The length of the process of reviewing and making a decision on an application can vary, Farmer said, and there is no deadline by which a decision must be rendered on TRIP II's proposal.

"It is hard to put a time frame on it," he said. "We are talking a matter of weeks or months. Every case is different."

WHILE THERE HAS been no indication from TRIP II as to why it decided to apply for the toll increase, several speakers at the Jan. 30 public hearing said they believed the company had a right to receive a return on its private investment, but did not understand why it was requesting the increase at this time.

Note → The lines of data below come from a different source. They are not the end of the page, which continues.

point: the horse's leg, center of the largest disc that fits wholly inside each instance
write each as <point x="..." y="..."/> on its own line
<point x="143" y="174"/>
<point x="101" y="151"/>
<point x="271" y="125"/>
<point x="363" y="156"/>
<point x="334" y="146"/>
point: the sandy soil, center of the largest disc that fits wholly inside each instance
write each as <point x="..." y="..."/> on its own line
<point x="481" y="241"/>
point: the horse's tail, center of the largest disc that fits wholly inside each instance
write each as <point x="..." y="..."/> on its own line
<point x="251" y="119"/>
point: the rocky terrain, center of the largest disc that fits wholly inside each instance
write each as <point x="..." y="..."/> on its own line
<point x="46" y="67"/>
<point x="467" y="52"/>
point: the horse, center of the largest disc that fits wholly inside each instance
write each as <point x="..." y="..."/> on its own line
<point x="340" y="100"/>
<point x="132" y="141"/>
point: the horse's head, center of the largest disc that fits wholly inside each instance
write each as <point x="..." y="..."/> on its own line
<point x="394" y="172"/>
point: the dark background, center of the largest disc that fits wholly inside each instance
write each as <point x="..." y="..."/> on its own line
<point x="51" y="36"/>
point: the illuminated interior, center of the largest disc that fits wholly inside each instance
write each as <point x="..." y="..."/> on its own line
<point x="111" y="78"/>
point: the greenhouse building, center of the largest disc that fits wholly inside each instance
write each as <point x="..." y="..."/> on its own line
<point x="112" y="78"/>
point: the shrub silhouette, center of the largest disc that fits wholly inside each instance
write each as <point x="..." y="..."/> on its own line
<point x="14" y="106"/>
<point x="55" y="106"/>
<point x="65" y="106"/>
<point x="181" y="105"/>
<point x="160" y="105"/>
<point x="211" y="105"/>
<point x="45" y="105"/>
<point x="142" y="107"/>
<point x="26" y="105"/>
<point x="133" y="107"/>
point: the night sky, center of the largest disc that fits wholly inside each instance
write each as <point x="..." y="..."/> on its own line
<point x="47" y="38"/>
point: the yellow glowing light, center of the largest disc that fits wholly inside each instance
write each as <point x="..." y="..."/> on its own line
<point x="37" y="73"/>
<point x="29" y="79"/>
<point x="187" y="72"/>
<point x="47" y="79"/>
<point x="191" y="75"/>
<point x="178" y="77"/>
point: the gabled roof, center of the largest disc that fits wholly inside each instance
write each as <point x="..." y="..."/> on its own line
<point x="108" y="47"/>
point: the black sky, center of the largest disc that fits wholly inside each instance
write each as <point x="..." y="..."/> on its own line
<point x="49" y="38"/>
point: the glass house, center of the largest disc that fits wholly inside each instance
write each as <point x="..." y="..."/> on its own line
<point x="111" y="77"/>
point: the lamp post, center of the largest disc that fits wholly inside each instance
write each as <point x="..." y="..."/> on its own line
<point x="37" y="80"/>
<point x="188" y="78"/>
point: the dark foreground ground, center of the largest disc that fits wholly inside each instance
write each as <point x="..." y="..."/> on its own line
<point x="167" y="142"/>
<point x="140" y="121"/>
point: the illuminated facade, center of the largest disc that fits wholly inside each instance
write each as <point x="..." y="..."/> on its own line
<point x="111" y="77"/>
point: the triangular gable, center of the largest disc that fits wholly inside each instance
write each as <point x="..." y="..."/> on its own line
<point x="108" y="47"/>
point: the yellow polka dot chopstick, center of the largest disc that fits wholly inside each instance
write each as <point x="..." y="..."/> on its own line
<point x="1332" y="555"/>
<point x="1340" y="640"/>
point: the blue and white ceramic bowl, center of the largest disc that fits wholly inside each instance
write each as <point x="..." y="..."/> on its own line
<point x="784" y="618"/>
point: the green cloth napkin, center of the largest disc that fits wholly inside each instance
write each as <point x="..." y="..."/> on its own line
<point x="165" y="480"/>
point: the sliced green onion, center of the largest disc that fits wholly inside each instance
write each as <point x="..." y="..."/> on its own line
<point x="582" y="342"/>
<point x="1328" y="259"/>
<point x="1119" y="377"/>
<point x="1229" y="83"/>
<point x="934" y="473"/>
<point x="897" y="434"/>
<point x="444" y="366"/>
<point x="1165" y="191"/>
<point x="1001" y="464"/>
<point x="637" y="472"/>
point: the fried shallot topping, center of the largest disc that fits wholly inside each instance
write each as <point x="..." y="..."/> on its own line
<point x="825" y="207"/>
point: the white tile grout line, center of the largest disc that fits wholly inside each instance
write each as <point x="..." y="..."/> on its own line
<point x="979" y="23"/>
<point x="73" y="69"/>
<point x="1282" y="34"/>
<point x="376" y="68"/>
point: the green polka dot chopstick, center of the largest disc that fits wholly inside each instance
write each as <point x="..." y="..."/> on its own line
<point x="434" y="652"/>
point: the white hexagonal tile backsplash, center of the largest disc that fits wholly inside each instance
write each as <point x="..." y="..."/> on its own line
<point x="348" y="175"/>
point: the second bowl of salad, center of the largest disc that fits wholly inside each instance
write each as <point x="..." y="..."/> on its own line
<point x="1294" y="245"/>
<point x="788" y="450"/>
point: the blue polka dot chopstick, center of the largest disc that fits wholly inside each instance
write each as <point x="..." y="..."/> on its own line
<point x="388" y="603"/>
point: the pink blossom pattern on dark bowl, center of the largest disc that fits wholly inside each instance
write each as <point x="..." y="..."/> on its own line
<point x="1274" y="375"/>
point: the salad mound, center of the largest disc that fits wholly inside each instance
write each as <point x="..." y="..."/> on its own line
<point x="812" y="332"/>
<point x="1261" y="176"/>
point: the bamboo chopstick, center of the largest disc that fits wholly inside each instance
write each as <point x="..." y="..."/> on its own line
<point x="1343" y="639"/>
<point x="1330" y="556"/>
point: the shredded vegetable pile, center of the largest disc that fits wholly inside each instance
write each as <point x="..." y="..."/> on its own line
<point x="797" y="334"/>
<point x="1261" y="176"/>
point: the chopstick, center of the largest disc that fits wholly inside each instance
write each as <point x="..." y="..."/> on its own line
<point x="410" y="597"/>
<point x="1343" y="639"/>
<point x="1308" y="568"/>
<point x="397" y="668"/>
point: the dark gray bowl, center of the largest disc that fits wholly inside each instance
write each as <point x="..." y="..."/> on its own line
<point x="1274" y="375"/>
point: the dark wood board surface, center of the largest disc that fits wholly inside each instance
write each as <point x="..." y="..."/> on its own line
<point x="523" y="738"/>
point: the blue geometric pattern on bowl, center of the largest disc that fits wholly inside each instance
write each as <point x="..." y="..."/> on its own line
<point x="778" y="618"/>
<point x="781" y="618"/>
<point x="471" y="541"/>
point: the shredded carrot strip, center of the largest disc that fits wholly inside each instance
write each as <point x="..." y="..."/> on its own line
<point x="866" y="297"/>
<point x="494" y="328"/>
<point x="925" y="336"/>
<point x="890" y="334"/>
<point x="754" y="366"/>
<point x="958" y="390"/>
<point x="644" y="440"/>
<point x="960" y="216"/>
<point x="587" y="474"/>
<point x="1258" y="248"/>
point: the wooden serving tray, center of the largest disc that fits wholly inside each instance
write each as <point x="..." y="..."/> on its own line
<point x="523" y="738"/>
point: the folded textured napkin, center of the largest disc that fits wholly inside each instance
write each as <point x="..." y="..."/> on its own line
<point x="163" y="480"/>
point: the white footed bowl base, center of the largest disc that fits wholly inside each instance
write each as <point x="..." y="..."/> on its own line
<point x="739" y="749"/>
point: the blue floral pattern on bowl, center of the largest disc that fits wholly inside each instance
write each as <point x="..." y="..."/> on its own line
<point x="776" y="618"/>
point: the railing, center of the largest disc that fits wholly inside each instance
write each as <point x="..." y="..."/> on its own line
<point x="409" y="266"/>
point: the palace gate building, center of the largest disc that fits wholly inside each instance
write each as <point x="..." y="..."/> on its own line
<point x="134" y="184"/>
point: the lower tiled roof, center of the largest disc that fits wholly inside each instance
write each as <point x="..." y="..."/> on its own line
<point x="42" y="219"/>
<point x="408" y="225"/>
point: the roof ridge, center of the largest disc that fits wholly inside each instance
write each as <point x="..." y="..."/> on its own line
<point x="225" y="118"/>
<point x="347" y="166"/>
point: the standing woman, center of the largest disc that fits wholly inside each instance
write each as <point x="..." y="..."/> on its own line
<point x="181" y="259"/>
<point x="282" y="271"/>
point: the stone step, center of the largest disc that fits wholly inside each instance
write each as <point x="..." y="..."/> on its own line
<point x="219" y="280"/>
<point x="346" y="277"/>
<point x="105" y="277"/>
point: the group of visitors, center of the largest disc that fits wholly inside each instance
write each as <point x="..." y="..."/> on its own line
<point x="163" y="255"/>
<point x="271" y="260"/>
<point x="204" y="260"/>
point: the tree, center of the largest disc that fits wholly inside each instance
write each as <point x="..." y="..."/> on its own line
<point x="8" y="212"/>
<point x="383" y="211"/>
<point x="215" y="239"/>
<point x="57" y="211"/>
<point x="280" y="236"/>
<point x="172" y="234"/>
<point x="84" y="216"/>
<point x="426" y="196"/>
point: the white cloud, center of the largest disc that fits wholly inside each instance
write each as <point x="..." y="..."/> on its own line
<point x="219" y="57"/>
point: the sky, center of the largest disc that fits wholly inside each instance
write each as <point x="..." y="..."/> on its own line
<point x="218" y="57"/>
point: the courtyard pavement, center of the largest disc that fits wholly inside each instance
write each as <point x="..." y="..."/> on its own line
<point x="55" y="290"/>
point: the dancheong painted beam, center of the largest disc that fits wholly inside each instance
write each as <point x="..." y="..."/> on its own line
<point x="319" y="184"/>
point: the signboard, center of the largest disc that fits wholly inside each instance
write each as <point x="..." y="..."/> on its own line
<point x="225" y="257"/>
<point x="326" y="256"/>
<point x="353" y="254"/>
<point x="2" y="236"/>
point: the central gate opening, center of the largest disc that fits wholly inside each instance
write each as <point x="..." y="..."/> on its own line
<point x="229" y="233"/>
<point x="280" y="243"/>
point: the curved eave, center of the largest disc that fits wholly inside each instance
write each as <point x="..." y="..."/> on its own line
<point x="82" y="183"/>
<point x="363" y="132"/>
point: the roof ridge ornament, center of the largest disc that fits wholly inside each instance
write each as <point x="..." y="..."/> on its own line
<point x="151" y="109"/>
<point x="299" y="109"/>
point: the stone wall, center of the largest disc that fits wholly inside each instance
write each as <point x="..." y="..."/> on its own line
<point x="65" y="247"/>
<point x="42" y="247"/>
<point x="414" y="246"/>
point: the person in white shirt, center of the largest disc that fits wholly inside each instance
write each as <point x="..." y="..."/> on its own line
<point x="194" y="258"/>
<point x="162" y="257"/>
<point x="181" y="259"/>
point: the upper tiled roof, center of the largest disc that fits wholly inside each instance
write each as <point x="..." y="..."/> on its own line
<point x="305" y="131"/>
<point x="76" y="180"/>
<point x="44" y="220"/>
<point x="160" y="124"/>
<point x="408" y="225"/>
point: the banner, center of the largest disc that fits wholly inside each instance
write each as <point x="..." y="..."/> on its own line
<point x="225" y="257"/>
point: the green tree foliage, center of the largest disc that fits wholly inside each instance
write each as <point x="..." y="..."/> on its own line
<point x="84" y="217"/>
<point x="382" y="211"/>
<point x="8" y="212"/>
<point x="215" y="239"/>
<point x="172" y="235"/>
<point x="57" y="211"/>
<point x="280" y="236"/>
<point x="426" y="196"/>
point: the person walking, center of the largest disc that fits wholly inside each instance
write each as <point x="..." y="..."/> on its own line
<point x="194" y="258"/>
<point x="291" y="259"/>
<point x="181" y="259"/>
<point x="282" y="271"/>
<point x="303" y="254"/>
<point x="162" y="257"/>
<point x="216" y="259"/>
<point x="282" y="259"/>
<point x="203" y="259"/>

"It is too much, too soon and is unfair to the residents of Northern Virginia, especially the residents of Loudoun County," Sen. Mark Herring (D-33), who came up from Richmond with other representatives from the county, said. "They already have approval for an increase to $3. TRIP II has not even finished its latest round of toll increases and it already wants approval for more."

Senate hopeful John Andrews, who founded NoTollIncrease.org, an organization lobbying against the proposal, said that the debt incurred by the Greenway was the reason behind the requested increases.

"Specifically, the Dulles Greenway's indebtedness has spiraled out of control, from $355 million in 1993 to $1.3 billion today," he said. "That is what is really driving these massive toll increases and it has to stop."